The DI is sponsored by the LDS Church (you know, the Mormons), so it has a stronghold over this area. Plus, it’s so darn easy to donate. There is a DI within walking distance of my house. There was a DI within walking distance of my last house, too. They are everywhere.

Their prices are good, too. It’s not like some thrift stores which mark their items high and then systematically keep marking them lower until they finally get to a price that someone will buy them. If it’s a pair of jeans, it’s going to be six bucks whether they are Calvin Kleins or Wranglers. Shorts are three bucks, no matter what. Just like their new billboards say, they have “Bargains to DI for.” Imagine me yuck-yucking and slapping my knee right now, please.

Growing up Jehovah Witness in this city, there have been so many times when I have felt antagonistic toward the LDS church. The Klingon within me says that I shouldn’t donate my old clothes to The DI because that is aiding the enemy. This Klingon has no problem with me shopping at The DI because I’m just taking advantage of their incredible prices, which makes no sense because in that scenario, I’m actually giving money to “the enemy.” Go figure. The Vulcan inside me reminds me of how convenient it is to donate to The DI. I just swing by the place and drop the stuff off. They even give me a receipt for my taxes if I’m willing to wait for it.

Kathleen Bennett, my friend who lives in San Francisco, always goes DI shopping with me when she comes back to town. She used to live here and it’s one of the few things that Salt Lake City has over San Francisco. We have DI thrift shopping and lots of flavors of Jello in our grocery stores. Last time she was here, she was looking for a pair of Lucky Brand jeans (remember, for only six bucks!). We didn’t find any in her size that time, but we did find some cool things for her, namely a bitchin’ pair of shoes (only six bucks). I’m always excited when Kathleen comes to town because she is one of the few people who have the stamina to DI shop with me.

Since I’ve been losing weight, the DI is a blessing to me. I can get a whole new wardrobe every few months on very little money. I don’t have to swim in my “fat” clothes and I can get rid of those oversized clothes as soon as they start to hang on me. There is no temptation to gain the weight again because those clothes are gone back to The DI from whence they came. When I get to my final goal weight, I’ll buy myself all new clothes, but until then, I’m hitting The DI every couple of months for clothes I can shrink into.

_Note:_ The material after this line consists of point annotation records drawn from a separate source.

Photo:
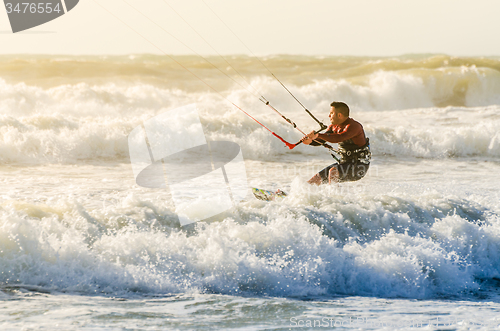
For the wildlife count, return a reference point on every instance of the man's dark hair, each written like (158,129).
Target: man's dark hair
(341,107)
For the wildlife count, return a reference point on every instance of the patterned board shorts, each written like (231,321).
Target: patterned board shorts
(348,172)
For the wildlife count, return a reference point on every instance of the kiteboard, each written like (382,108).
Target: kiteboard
(268,195)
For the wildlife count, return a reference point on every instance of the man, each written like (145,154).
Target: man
(354,147)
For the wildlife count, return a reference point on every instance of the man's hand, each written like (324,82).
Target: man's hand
(307,139)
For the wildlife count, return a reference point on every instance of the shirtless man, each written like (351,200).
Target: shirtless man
(354,147)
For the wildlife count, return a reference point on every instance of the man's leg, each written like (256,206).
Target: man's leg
(316,179)
(333,175)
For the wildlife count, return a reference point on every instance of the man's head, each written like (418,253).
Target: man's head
(339,112)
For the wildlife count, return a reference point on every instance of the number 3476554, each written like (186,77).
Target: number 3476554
(40,8)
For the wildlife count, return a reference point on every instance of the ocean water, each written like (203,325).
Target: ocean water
(413,245)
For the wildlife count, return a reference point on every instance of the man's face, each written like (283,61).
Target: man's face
(334,116)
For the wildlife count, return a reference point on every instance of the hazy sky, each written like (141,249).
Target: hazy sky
(312,27)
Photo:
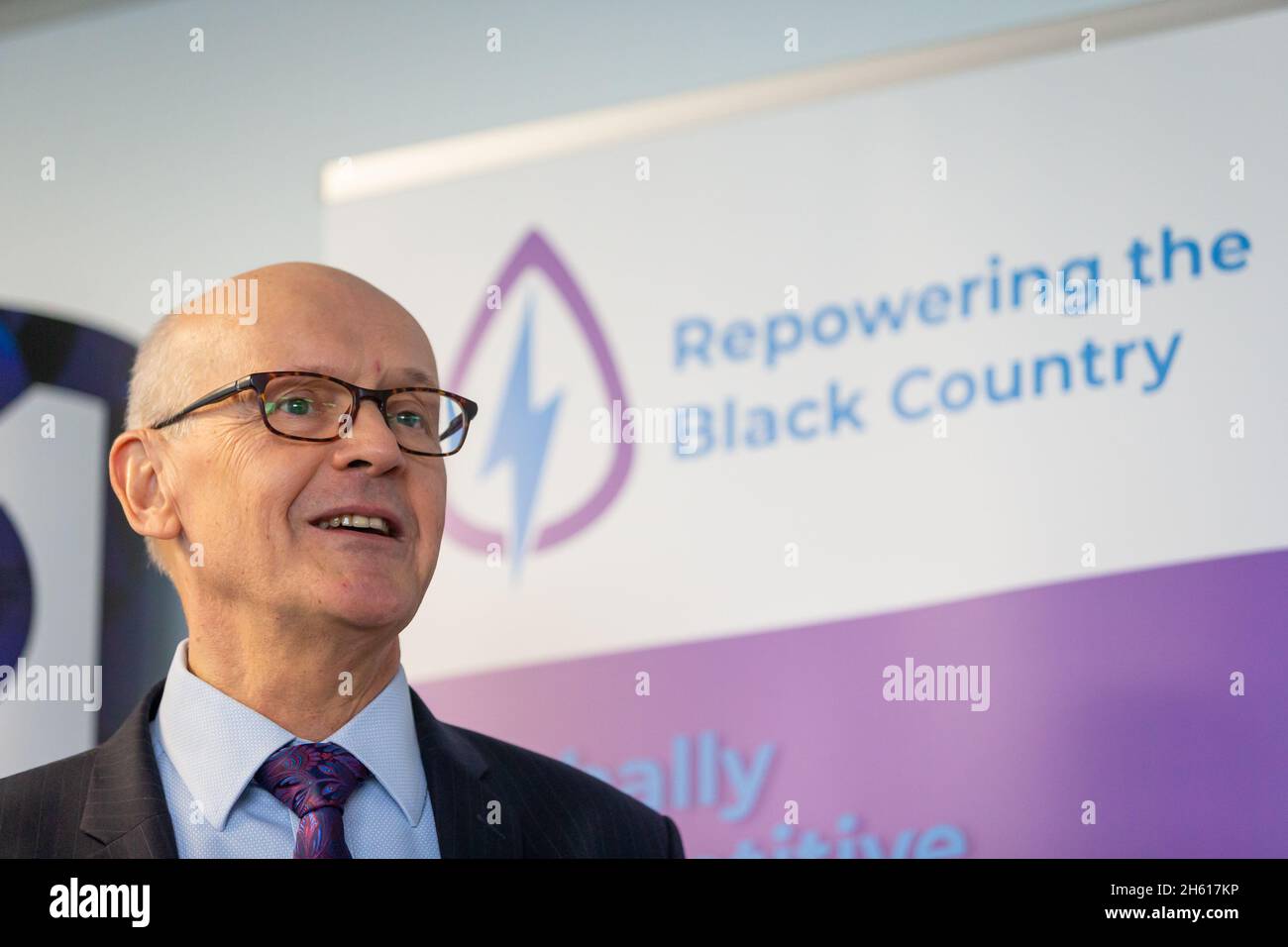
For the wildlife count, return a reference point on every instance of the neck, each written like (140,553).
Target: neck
(304,677)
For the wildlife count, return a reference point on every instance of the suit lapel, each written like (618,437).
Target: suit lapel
(459,796)
(127,812)
(125,806)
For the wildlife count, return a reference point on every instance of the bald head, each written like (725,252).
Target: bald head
(215,338)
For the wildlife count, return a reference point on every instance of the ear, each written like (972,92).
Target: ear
(133,466)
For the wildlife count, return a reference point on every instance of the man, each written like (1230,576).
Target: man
(300,518)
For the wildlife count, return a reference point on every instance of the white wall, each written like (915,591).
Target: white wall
(209,162)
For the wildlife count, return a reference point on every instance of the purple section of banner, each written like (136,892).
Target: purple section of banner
(1115,690)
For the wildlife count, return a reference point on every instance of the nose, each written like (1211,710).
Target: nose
(370,442)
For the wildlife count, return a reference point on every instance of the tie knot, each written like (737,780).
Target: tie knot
(309,776)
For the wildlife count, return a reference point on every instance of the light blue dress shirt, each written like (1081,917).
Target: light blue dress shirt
(209,746)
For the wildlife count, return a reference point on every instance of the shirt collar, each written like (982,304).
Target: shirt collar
(217,742)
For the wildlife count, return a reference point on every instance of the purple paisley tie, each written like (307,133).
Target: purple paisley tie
(316,781)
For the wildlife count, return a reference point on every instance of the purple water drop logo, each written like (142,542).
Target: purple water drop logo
(16,591)
(516,412)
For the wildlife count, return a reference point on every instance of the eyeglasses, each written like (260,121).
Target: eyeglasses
(308,406)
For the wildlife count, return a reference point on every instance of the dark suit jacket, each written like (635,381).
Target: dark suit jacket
(108,801)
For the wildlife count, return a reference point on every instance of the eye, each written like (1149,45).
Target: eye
(291,406)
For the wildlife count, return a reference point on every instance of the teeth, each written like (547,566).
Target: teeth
(357,521)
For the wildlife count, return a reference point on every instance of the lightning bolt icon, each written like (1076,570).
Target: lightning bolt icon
(522,437)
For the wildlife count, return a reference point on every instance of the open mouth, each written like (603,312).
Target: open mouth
(355,522)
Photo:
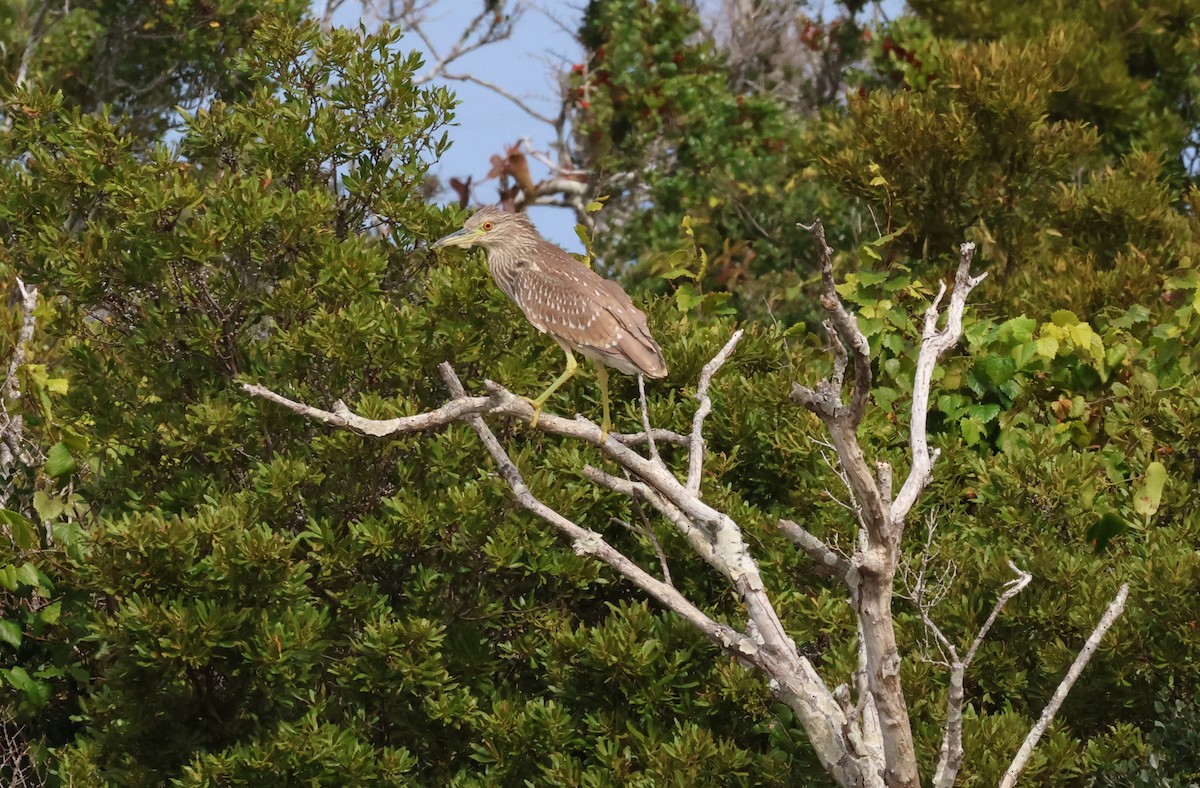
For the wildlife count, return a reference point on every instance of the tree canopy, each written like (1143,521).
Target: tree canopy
(199,588)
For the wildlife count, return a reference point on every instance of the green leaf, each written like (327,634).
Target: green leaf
(51,613)
(1104,529)
(1147,499)
(688,299)
(1063,318)
(59,461)
(47,507)
(28,575)
(996,368)
(10,632)
(23,531)
(1048,347)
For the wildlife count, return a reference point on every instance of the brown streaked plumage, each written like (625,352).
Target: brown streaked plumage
(561,296)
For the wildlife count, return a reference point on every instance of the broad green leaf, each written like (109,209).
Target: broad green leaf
(1104,529)
(24,534)
(1150,495)
(1048,347)
(47,507)
(996,368)
(51,613)
(10,632)
(1063,318)
(59,461)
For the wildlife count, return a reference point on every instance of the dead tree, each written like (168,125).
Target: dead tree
(859,729)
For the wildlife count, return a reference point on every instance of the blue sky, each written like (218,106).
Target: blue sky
(525,65)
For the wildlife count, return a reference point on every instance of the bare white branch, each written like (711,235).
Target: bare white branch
(12,427)
(934,343)
(589,542)
(11,389)
(1060,695)
(521,103)
(646,421)
(951,756)
(696,459)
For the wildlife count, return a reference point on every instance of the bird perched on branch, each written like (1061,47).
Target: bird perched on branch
(561,296)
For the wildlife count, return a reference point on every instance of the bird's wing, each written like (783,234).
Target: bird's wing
(585,311)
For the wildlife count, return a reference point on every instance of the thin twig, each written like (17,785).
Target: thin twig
(1060,695)
(646,421)
(696,459)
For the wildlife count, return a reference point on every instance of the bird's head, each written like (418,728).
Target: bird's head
(489,227)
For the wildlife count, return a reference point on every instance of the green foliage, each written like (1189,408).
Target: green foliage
(201,588)
(143,59)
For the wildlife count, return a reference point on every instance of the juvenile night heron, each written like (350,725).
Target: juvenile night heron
(565,299)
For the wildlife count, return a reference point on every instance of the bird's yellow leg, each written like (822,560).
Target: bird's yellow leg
(559,380)
(603,377)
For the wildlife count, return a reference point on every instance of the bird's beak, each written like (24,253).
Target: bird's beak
(459,238)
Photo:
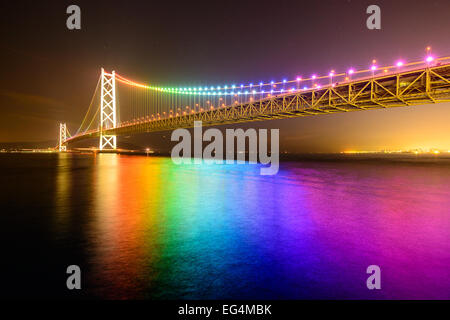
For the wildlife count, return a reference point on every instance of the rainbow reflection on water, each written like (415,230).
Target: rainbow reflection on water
(142,227)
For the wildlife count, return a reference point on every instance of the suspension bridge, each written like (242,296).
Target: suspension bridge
(120,106)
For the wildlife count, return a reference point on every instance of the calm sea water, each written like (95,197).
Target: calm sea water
(142,227)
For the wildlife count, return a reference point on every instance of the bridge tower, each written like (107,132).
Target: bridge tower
(108,110)
(62,137)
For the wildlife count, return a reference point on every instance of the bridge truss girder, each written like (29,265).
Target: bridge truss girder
(414,87)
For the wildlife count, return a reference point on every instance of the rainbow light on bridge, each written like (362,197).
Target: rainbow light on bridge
(228,90)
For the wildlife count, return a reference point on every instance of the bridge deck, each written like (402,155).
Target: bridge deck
(414,87)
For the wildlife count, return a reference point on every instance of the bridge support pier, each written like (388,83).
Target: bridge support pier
(108,110)
(62,137)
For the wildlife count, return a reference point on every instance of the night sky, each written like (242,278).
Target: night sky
(49,72)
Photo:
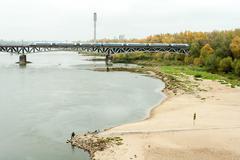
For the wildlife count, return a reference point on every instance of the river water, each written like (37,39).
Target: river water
(43,103)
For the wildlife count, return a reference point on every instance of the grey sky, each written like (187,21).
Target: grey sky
(72,19)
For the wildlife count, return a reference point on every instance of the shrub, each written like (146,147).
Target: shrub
(212,62)
(237,67)
(206,51)
(225,65)
(197,61)
(179,57)
(158,56)
(168,56)
(235,47)
(188,60)
(195,49)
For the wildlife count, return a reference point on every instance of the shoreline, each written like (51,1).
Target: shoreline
(155,136)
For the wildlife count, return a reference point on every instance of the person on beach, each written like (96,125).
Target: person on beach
(194,118)
(73,135)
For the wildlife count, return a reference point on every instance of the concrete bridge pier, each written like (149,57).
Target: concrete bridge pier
(23,59)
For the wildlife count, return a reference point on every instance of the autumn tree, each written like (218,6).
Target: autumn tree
(206,51)
(235,47)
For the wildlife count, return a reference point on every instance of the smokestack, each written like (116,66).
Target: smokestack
(95,26)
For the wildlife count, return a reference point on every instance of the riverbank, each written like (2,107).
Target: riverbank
(171,133)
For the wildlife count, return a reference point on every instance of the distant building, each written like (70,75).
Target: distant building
(121,37)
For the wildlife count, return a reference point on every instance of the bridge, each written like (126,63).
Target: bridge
(108,48)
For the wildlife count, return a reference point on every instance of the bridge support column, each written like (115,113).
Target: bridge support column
(23,59)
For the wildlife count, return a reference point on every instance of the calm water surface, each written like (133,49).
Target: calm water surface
(41,104)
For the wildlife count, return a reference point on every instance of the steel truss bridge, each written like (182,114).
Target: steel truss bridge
(108,48)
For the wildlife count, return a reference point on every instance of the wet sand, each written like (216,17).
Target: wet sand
(171,134)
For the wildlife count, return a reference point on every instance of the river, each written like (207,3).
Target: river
(43,103)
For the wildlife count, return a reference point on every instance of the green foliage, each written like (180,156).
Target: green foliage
(197,61)
(205,52)
(236,66)
(188,60)
(225,65)
(197,71)
(212,62)
(235,47)
(195,49)
(179,57)
(169,56)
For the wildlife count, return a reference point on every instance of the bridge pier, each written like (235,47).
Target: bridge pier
(23,59)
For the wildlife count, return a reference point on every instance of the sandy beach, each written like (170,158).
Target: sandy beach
(171,134)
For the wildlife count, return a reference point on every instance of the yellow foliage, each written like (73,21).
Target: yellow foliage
(235,47)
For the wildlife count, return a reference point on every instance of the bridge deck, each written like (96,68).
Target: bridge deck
(109,48)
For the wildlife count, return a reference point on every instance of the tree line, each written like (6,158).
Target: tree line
(217,51)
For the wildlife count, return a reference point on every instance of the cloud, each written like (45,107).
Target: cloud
(72,19)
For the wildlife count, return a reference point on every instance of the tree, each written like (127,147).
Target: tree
(225,65)
(235,47)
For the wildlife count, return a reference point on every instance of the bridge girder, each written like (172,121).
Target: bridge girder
(99,49)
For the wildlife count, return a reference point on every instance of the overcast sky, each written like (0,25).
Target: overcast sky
(73,19)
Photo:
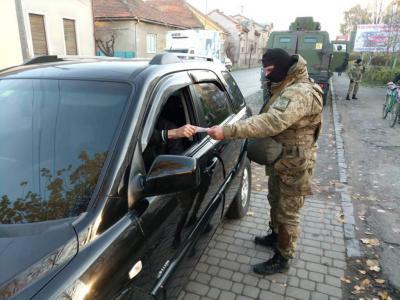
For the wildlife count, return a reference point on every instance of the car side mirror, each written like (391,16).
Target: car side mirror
(171,174)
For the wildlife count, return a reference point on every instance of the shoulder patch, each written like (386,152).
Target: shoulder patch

I don’t know why I feel the need to tell you about The DI. This entry is almost like a commercial for them, which is really making the Klingon within me boil. I guess I just wanted to make sure that you knew what the hell I was talking about if I say something like, “I’m going to give that away to the DI” or “Stacey and I are going DI shopping for some skinnier clothes. I’m too small for those size 7 jeans I bought a couple months ago.” That sort of thing.

If you ever find yourself in Salt Lake City, the two best DI’s are the one on 45th and Main and the one in Sandy on 7th East by the Sandy Mall. You are pretty much guaranteed to find really good brands there like Calvin Klein, Old Navy, Gap, Mossimo and I’ve even found the illusive Lucky Brand jeans there before, but they wouldn’t have fit Kathleen. They were way too big.